Empathy and Broader Definitions of Utility: A more foundational point: we can expand our model of what humans value. Behavioral game theory and evolutionary theory suggest people have preferences beyond pure material self-gain: they value fairness, they value reciprocity, they can internalize empathy for others. Many experiments (ultimatum game, dictator game, public goods with punishment) show that real people often make choices consistent with valuing fairness or punishing unfairness, even at personal cost[6]. Traditional game theory treated those as anomalies, but modern approaches incorporate social utility, meaning a player’s payoff can include terms like “I get disutility if I see someone else get less than their fair share” or “I gain utility when I contribute to a cause I value.” Once you include that, suddenly “rational” behavior can mean cooperating or helping others because it genuinely makes the person happier (their utility is higher in an outcome where others are better off too). This is not just wishful thinking; it aligns with psychology and even neurology findings about empathy being wired in our brains. So one might say: if you don’t value others at all, maybe that’s your preference, but don’t pretend game theory says no one does. In fact, the highest-payoff equilibrium for a community of empathetic agents is very different (and better for all) than for a community of sociopaths.

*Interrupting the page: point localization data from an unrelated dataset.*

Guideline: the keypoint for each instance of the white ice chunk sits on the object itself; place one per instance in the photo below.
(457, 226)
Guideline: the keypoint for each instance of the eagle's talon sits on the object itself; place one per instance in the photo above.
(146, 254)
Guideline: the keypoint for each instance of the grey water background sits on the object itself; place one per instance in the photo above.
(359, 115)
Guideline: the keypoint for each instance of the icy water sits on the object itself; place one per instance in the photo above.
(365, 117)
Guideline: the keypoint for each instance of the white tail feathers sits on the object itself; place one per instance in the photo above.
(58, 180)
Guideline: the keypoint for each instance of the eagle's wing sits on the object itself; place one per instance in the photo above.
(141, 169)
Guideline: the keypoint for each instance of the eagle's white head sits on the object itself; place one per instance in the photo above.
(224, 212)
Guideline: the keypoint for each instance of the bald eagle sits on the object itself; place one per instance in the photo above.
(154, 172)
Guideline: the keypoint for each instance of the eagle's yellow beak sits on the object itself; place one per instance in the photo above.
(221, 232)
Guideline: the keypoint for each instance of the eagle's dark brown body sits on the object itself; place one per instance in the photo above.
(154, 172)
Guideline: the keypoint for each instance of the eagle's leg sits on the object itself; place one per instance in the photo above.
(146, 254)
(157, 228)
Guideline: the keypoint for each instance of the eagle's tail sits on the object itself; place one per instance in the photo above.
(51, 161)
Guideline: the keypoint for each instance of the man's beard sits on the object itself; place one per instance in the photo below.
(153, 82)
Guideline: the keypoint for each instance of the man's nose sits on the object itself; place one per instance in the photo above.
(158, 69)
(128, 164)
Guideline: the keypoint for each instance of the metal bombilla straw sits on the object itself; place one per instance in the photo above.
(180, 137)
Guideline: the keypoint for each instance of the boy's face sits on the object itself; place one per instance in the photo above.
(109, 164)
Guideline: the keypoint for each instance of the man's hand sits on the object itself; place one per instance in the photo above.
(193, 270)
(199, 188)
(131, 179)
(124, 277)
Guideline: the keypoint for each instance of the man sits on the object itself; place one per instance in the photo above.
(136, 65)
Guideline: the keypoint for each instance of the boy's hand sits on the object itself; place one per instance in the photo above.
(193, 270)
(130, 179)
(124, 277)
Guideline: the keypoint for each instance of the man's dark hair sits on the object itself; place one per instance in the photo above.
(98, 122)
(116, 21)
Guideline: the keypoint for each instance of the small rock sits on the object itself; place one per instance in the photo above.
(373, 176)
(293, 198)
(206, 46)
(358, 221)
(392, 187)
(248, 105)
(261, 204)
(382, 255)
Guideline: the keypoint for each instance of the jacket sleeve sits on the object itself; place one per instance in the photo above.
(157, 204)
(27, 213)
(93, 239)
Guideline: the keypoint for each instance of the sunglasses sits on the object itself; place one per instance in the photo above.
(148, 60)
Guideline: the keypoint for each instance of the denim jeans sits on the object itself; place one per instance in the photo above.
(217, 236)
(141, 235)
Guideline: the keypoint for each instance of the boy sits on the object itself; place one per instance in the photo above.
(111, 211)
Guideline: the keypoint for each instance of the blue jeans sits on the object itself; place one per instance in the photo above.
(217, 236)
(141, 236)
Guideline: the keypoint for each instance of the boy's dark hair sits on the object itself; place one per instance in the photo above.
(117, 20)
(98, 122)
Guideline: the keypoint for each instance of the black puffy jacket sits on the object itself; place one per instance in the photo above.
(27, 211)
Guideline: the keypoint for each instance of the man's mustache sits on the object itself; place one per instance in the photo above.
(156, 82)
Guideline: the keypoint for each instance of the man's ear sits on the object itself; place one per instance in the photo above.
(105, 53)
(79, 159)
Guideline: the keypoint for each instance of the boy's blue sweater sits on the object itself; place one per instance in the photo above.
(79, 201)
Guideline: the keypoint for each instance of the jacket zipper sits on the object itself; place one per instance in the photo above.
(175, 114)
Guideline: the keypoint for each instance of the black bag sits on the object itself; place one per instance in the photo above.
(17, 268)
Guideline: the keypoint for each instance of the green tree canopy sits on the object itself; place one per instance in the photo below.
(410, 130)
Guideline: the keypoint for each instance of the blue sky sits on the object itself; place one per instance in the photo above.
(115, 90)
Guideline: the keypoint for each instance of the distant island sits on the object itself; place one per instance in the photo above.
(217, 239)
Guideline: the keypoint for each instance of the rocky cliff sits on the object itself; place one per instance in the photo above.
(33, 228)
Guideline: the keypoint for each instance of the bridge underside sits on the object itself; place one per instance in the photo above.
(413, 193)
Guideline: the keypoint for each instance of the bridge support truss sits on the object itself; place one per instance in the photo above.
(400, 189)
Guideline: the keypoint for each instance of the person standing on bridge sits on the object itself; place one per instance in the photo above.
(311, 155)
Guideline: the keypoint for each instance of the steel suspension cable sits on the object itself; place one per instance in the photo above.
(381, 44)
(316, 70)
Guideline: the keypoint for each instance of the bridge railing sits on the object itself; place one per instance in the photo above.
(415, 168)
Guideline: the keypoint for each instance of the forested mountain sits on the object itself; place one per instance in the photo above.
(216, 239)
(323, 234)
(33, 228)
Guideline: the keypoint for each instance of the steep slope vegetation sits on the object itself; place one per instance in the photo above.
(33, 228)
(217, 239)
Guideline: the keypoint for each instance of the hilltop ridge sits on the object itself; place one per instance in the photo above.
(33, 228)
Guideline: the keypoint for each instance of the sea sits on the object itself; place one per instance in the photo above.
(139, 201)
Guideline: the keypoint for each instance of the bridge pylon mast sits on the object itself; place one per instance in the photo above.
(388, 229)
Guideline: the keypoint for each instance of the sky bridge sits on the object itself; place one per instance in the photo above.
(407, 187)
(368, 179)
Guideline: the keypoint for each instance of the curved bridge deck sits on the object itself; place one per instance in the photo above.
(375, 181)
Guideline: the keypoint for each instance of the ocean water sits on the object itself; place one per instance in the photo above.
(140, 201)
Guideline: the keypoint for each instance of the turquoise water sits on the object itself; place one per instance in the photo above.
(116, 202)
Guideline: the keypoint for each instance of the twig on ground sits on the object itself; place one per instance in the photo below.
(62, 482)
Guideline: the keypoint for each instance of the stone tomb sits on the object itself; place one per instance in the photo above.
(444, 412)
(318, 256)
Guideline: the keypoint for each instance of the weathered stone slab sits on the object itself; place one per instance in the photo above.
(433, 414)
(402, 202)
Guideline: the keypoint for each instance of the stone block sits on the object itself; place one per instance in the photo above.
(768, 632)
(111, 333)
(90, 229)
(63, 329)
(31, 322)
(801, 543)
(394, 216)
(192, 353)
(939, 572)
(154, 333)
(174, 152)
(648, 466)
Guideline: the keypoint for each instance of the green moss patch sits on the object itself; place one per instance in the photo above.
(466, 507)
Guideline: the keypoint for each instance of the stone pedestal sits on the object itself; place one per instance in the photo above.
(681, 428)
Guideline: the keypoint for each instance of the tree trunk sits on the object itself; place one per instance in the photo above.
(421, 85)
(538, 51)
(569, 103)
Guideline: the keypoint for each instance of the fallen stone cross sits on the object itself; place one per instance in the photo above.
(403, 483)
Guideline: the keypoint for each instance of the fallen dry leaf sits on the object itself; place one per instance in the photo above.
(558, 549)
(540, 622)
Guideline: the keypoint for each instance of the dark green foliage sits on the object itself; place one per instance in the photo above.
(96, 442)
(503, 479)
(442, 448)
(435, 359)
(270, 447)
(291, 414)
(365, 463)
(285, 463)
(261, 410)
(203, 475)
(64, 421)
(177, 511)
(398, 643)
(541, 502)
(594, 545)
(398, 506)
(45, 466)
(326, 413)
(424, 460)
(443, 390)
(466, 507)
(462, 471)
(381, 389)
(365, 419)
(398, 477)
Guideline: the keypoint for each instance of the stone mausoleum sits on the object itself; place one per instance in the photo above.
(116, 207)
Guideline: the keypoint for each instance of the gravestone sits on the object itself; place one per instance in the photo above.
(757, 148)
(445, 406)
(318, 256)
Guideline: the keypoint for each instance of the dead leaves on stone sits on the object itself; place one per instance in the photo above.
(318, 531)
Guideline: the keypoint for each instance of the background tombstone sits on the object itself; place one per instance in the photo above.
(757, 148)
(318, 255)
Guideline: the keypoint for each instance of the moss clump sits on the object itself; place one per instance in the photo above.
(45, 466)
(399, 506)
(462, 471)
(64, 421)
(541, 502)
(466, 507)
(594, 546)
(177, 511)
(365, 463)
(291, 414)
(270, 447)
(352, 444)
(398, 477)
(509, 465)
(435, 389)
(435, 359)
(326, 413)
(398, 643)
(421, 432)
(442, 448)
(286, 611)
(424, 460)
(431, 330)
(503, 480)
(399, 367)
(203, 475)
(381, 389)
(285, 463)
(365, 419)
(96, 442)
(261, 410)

Encouraging empathy, through education, contact between groups, fostering shared identities, effectively shifts the “game” by changing payoff evaluations. For example, if I start to see an out-group as humans like me (increase E in coherence terms), harming them no longer increases my utility, it decreases it. Thus I no longer have incentive to defect against them; cooperation becomes rational. On a societal scale, this is the basis of expanding circles of compassion (e.g. getting people to see that cooperation across races or nations is positive-sum, not zero-sum).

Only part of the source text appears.